While Gene languishes in jail, Frog sees the burial of dead cattle on the Belknap ranch and hurries to help Gene escape. After Frog lands in jail himself, he and Gene are rescued by a medicine man's elephant, which pulls the bars from the jail window. As the posse rides to destroy Jim's herd, Gene and Frog present the sheriff with evidence that leads to Belknap's arrest and a clean bill of health for Jim's cattle.

==Cast==
- Gene Autry as Gene Autry
- Smiley Burnette as Frog Millhouse
- June Storey as Martha Wheeler
- George Cleveland as Jim Wheeler
- Jack Mulhall as Dr. Sommers
- Walter Miller as Belknap
- Gordon Hart as H.R. Shelby
- Hal Price as Sheriff
- Earle Hodgins as "Professor" Wentworth
- Ethan Laidlaw as Henchman Carter
- John Beach as Henchman Russ
- Jack Ingram as Henchman Wilson
- Bob Woodward as Henchman Madden
- Sherven Brothers Rodeoliers as Musicians (as The Rodoliers)
- Champion as Gene's Horse (uncredited)

==Production==
===Filming locations===
- Keen Camp and Garner Valley
- Stretch of railroad between Fillmore and Saugus
- Andy Jauregui Ranch, Placerita Canyon Road, Newhall, Santa Clarita, California, USA

===Soundtrack===
- "There's Nothing Like Work" (Eddie Cherkose, Smiley Burnette) by Smiley Burnette
- "I'm Gonna Round Up My Blues" (Gene Autry, Johnny Marvin) by Gene Autry and the Sherven Brothers Rodeoliers
- "She'll Be Comin' 'Round the Mountain When She Comes" (Traditional) by the Sherven Brothers Rodeoliers
- "Moonlight on the Ranchhouse" (Walter G. Samuels) by Gene Autry and June Storey
- "Big Bull Frog" (Walter G. Samuels) by Gene Autry (vocal and guitar)
- "I'd Rather Be on the Outside" (Johnny Marvin)

==Memorable quotes==
- Belknap: If that infection ever hits the stockyards, it will spread all over the country.
H.R. Shelby: By that time we'll have our money out of 'em. Let somebody else worry about it.

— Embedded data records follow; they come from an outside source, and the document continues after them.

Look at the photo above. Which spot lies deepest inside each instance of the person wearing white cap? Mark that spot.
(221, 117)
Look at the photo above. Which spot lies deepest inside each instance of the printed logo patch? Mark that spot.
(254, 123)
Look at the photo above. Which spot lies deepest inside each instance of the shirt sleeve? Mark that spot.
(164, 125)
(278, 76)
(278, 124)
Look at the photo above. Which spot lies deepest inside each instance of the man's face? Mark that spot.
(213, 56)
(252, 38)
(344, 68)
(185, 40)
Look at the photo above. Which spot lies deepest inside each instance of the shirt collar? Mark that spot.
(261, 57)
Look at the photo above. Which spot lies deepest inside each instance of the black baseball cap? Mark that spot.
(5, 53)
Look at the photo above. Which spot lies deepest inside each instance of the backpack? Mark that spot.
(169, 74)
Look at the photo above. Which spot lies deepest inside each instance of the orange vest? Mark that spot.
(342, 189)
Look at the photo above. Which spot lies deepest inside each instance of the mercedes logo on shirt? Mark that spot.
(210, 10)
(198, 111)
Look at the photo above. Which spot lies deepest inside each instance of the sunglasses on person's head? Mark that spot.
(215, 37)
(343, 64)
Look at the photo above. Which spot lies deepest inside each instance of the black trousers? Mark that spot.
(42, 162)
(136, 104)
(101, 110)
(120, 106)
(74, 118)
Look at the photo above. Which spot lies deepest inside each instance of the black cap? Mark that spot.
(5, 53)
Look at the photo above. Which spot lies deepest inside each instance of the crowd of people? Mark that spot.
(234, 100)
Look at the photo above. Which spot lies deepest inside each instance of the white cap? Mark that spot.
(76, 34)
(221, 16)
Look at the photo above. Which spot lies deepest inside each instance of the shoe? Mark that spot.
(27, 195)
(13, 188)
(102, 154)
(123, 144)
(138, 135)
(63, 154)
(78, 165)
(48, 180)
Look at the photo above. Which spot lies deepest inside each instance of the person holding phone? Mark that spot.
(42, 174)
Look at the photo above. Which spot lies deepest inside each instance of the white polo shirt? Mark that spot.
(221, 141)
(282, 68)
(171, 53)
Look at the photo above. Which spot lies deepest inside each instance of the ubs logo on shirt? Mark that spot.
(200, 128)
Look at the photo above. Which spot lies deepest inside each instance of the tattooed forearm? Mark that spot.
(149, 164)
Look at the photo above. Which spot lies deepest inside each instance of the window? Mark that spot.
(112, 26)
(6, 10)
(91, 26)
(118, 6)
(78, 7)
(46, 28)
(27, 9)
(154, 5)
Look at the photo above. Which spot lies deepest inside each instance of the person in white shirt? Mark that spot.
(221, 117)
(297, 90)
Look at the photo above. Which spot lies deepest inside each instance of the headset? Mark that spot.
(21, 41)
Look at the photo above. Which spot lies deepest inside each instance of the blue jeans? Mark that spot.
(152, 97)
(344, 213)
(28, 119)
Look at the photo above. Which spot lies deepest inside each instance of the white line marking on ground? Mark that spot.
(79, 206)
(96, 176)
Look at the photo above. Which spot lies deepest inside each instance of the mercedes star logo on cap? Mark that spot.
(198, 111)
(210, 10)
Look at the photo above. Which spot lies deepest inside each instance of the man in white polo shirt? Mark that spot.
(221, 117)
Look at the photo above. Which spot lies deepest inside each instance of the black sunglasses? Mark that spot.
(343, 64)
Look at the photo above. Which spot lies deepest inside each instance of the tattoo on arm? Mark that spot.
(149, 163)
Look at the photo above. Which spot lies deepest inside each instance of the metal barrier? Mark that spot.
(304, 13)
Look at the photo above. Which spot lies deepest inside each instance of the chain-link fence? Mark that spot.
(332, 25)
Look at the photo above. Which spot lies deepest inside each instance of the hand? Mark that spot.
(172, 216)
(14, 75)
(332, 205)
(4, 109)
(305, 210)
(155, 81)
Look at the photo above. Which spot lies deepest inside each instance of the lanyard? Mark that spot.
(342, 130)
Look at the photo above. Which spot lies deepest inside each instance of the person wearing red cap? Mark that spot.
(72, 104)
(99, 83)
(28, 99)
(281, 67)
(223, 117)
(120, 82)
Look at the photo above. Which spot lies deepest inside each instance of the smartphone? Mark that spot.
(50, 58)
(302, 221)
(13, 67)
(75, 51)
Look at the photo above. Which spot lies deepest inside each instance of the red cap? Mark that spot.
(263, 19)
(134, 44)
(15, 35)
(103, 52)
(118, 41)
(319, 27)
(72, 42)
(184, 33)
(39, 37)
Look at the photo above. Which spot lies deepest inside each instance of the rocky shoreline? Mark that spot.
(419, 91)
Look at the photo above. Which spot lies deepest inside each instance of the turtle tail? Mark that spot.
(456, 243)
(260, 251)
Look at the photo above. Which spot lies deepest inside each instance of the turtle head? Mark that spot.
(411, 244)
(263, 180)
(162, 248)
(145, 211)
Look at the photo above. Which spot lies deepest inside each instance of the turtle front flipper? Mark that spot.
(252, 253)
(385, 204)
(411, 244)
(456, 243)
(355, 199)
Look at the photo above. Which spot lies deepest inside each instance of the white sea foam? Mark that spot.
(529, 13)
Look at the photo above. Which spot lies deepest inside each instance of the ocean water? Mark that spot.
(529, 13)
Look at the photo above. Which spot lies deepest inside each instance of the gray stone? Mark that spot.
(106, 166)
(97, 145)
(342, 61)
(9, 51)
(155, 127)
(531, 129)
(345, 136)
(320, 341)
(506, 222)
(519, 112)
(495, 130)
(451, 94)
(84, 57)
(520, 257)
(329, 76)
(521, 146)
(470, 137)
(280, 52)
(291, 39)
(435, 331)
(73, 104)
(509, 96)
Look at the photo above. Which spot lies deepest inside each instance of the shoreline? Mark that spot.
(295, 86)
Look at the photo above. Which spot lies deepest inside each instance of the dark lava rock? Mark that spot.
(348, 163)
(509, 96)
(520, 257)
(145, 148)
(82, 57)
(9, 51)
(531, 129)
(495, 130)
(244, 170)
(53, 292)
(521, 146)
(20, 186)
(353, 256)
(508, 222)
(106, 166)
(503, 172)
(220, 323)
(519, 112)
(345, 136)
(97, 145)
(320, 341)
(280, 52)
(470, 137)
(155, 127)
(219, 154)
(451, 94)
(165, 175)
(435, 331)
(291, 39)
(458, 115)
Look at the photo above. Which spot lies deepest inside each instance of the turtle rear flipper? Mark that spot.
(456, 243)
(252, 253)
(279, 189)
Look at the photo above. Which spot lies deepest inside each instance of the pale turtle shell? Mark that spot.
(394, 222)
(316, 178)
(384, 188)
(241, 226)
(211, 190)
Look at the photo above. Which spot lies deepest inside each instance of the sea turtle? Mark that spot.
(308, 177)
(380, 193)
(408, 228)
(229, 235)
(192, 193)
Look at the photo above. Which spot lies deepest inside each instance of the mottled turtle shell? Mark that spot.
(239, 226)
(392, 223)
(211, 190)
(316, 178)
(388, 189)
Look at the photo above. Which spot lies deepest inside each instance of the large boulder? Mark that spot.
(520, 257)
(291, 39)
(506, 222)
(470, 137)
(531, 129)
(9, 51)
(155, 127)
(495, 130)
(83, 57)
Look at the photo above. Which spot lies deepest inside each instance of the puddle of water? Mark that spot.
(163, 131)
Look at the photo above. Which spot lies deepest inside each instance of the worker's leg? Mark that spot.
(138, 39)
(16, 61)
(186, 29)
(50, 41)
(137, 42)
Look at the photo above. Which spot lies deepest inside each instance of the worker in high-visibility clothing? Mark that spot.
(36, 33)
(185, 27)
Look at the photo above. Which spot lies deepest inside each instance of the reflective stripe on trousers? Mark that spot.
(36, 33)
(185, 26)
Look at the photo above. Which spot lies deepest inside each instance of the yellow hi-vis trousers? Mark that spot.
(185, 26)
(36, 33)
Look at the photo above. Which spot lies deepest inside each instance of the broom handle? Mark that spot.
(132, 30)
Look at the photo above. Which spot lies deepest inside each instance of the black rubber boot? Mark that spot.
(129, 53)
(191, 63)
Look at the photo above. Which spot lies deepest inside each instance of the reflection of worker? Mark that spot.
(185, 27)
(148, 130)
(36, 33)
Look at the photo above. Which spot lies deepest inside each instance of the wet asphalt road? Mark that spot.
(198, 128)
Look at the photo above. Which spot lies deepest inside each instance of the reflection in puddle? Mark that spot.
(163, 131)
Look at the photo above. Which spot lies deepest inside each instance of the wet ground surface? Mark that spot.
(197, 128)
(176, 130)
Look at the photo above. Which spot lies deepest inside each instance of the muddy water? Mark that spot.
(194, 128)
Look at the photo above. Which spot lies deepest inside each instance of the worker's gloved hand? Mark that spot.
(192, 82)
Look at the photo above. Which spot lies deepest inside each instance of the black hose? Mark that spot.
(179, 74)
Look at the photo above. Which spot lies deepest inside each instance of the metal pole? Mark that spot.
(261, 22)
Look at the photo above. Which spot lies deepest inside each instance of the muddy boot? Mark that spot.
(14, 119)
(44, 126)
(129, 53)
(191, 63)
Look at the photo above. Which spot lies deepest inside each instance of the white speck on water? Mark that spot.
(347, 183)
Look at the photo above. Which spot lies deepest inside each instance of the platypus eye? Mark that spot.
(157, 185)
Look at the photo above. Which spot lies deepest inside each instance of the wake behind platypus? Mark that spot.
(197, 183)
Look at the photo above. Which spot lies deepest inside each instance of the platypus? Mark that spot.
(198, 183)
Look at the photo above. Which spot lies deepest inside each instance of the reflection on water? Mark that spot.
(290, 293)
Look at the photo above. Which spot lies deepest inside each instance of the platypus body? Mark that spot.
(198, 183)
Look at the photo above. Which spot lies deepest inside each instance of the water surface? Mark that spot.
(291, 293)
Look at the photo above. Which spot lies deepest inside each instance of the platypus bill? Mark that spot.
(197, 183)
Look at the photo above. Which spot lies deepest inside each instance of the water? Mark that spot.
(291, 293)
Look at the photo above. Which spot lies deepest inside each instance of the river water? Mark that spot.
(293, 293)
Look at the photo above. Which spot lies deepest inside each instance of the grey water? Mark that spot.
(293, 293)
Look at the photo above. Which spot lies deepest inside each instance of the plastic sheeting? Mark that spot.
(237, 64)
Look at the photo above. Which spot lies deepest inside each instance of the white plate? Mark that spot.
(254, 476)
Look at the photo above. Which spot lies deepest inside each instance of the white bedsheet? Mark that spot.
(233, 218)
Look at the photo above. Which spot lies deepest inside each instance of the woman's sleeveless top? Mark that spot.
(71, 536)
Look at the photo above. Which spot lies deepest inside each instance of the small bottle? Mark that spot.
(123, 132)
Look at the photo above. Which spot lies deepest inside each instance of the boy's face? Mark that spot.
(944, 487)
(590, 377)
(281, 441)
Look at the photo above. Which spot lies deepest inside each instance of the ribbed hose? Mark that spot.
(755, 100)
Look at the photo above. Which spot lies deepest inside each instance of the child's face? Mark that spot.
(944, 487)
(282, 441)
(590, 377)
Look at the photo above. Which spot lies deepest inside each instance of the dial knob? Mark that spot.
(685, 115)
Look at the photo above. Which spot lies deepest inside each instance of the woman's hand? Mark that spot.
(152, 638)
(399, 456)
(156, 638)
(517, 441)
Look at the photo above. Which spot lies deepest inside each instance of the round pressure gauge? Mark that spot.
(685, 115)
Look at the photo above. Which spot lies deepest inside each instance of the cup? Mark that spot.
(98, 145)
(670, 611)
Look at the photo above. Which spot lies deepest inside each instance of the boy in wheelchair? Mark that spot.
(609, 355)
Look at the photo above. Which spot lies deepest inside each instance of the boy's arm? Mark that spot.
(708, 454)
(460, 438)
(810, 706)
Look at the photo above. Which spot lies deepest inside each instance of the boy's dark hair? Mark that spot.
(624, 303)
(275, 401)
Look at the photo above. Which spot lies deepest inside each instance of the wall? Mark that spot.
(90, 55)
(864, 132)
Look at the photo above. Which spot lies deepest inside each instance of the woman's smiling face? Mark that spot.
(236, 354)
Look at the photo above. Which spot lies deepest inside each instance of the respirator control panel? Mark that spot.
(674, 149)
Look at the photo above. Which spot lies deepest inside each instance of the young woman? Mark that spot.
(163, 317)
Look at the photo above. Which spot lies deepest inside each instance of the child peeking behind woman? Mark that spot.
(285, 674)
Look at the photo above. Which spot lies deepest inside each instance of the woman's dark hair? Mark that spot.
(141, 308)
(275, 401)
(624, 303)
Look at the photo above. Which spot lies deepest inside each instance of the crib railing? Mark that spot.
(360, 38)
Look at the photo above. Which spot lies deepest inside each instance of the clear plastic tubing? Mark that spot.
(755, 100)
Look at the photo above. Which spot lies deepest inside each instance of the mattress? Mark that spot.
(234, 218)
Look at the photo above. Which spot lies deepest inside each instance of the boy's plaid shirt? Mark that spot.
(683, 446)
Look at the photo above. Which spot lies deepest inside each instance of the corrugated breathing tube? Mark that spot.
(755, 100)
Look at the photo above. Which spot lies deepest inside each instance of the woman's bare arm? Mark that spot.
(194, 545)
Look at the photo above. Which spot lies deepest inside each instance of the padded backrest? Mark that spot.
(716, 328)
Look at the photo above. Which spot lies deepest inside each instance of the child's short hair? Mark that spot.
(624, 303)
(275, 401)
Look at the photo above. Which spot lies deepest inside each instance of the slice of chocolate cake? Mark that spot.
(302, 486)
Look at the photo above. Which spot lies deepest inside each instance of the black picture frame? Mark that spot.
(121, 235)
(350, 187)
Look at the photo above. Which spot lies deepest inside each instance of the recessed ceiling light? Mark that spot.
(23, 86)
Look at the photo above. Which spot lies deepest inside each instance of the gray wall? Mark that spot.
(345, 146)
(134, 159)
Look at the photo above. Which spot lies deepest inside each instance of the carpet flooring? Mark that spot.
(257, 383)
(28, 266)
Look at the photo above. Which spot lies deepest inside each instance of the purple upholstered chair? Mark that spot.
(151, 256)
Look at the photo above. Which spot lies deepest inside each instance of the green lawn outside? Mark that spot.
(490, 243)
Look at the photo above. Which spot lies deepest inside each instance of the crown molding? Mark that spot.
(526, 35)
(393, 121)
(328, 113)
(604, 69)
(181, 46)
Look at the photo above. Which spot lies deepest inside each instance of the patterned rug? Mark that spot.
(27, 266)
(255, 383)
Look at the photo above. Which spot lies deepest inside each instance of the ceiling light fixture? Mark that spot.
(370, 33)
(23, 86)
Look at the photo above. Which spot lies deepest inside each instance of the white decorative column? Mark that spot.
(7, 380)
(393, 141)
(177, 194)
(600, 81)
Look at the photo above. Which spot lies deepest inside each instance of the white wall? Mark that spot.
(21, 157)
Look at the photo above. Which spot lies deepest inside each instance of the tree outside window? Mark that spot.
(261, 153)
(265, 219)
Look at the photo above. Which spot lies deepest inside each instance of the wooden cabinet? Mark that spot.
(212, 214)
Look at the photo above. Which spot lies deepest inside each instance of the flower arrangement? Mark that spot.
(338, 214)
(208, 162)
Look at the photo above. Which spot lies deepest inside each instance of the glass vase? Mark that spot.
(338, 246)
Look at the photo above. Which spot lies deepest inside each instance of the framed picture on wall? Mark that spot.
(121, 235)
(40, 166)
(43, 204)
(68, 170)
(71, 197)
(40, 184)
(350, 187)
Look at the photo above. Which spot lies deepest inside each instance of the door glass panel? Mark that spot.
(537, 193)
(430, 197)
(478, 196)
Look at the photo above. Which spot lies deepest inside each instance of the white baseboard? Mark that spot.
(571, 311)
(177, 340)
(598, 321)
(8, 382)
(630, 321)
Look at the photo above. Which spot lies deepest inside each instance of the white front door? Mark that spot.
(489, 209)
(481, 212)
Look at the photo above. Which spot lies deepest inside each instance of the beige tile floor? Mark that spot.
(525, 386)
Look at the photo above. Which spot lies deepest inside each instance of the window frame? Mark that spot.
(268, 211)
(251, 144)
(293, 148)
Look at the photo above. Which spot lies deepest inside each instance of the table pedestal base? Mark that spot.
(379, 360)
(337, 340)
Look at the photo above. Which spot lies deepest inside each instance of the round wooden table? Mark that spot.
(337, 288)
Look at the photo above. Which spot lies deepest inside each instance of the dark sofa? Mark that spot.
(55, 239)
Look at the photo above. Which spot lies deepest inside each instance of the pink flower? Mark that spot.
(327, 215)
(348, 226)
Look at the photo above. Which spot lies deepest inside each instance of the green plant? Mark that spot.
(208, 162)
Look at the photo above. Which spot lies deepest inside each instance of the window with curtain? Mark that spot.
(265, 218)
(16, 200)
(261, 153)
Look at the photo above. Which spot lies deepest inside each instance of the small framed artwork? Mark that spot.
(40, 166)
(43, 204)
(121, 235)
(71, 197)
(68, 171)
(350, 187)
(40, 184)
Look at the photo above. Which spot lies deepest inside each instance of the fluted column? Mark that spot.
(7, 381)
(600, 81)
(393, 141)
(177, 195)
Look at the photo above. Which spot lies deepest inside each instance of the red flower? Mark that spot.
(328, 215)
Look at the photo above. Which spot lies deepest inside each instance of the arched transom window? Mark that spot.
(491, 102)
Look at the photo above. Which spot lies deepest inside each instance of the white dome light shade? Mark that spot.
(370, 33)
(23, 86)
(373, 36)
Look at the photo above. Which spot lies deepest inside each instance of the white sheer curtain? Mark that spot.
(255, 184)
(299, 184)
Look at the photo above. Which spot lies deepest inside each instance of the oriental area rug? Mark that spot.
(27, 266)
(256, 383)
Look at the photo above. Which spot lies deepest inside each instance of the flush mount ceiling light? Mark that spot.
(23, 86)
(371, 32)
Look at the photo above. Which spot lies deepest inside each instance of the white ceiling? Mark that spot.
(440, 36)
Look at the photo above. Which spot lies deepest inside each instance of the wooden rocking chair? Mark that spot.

- Frog Millhouse: I'm warnin' you. If you take any cattle across this line, I'm going to blast you with this smokestick—and it ain't loaded with beans!
- Martha Wheeler: What were you going to say?
Gene Autry: I wasn't going to say anything.
Frog Millhouse: Aw, he was so. [Throwing Gene his guitar from the bushes] He was going to sing you that song about moonlight on the ranch house.